Daniel Turp was once a politician. Today, he is a law professor at Université de Montréal. For the last three years he has fought a protracted and seemingly quixotic legal battle against the federal government to hold it accountable for selling weapons to a murderous regime. For this, Turp deserves another title: hero.

The origin of Turp’s wholly appropriate outrage harks back to 2014, in the sunset days of Stephen Harper’s government. In February of that year, Harper’s Conservative government approved the sale of $15 billion worth of LAV-25 armoured vehicles to Saudi Arabia.

As anyone with access to Wikipedia can tell you, selling weapons to the Saudis is a terrible idea. The House of Saud is violent, misogynistic, repressive and exclusionary, with a long history of violent crackdowns on the country’s sizeable Shia minority — and a similar bloodlust for Shias in neighbouring Yemen.

No less than an authority than Gerald Butts, Justin Trudeau’s principal secretary, tweeted his ire in early 2015 by pointing out how practising homosexuality, blasphemy, adultery and/or the consumption of alcohol in Saudi Arabia often results in a death sentence. “Principled foreign policy indeed,” Butts tut-tutted Harper’s Conservatives.

These pangs of Liberal self-righteousness lasted well less than a year. “They aren’t weapons, they’re Jeeps,” Trudeau said with typical poncy aplomb on Tout le monde en parle about a week before the 2015 election. (Go on the internet and type in “LAV-25” to see how little the vehicle in question resembles a Grand Cherokee.) Once in office, Trudeau’s government approved the export of armed vehicles to one of the worst governments on the planet. Principled foreign policy indeed.

And the Liberal government would have done so quietly were it not for Turp. In early 2016, he and a clutch of his law students prepared and filed a motion to prevent this very rubber stamp. It pitted Turp against Stéphane Dion, his old ideological foe on issues of national unity, in a battle whose stakes are infinitely higher: the spilling of blood by way of Canadian-made weaponry.

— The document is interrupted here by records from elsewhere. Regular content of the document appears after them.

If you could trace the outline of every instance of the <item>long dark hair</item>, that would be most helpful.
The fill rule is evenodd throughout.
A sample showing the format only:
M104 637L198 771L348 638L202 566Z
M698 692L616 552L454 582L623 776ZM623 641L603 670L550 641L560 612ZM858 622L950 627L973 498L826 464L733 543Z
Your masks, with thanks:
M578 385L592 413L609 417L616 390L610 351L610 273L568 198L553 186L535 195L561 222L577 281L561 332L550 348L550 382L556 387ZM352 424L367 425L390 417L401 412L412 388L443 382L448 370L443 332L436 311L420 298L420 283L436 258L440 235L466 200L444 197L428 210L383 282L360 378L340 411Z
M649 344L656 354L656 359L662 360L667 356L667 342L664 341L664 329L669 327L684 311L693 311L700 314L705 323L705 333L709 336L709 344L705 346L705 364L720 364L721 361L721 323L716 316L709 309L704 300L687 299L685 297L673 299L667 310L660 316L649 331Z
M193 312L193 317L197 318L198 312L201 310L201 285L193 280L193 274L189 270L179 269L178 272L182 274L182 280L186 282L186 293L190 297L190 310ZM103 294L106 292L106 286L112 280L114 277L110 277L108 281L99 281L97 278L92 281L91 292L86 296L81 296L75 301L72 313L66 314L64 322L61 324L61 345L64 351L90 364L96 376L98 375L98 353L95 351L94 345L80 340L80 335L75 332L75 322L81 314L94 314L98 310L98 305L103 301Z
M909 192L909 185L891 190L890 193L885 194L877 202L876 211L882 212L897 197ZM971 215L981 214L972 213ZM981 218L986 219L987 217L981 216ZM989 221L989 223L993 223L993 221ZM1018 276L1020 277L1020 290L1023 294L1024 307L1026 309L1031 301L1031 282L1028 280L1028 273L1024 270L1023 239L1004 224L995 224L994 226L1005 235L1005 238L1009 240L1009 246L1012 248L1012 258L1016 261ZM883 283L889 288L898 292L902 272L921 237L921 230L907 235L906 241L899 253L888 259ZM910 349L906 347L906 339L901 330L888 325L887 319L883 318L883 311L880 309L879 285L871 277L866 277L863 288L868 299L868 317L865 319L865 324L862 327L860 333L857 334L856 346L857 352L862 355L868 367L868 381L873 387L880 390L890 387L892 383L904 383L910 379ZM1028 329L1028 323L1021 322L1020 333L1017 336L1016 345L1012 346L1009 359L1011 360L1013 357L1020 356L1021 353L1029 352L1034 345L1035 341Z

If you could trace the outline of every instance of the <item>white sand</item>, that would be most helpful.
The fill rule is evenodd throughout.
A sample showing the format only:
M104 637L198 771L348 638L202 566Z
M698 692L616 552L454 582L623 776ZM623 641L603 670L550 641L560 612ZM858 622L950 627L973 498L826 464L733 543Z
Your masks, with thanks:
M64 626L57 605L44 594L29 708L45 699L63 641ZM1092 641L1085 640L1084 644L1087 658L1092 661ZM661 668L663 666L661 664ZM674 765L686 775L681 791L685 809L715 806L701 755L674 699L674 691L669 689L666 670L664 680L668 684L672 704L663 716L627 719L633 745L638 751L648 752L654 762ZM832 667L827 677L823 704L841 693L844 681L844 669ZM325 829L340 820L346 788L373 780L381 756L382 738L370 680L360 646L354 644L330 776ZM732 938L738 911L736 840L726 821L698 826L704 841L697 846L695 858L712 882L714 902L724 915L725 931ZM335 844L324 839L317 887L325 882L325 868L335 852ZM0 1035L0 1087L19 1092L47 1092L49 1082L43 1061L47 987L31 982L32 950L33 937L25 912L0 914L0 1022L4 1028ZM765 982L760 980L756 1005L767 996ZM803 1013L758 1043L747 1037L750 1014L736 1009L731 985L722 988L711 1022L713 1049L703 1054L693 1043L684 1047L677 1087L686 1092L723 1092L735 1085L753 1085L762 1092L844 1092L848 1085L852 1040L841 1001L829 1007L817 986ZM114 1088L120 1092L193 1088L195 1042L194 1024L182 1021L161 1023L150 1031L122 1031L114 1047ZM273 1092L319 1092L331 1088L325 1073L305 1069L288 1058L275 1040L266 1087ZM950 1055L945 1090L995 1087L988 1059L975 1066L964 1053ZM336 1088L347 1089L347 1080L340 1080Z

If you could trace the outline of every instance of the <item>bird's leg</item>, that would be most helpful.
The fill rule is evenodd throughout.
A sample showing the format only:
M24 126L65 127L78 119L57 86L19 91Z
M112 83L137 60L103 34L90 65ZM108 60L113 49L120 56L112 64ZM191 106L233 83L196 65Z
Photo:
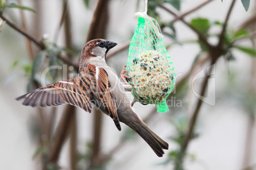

Turp has been consistently stymied by the courts, which have ruled that Ottawa, in considering how these armed vehicles may undermine the “peace, security or stability in any region of the world or within any country,” had satisfied the tenets of the law regarding this type of sale. This week, Turp suffered another setback when for a second time a federal court judge ruled the government hadn’t “exercised its discretion in an unreasonable manner” during the sale of the vehicles.

And yet facts seemingly belie the government’s case even as Canadian courts bolster it. Last July, the Saudi National Guard deployed the Gurkha RPV, a Canadian-made armoured personnel carrier, in the predominantly Shia town of Al-Awamiyah, killing several civilians. The government suspended arms sales to Saudi for a probe into the incident. Foreign Affairs Minister Chrystia Freeland declared herself “deeply concerned.” Yet sales resumed when the resulting report concluded the Saudis had used “proportionate and appropriate force” against its citizens.

Exactly why the Liberals have been as tenacious in selling weapons to the Saudis as the Conservatives before them is a matter of cynical retail politics. The LAV-25 is manufactured by London, Ont.-based General Dynamics Land Systems. London, surely a lovely place, is also four vote-rich federal ridings that are key to Conservative and Liberal electoral fortunes alike. The 2000 well-paid, unionized General Dynamics jobs in London and beyond are of great political importance — dissenters in Saudi Arabia be damned.

Thankfully, Turp remains a well-placed thorn in the government’s hide. The 63-year-old law professor is seeking leave to appeal to the Supreme Court. Common sense — governments selling weapons to murderers shouldn’t be allowed — will prevail should he be successful. More importantly, it will force these very governments to consider human lives, not just political horse races, when it comes to the exportation of deadly firepower.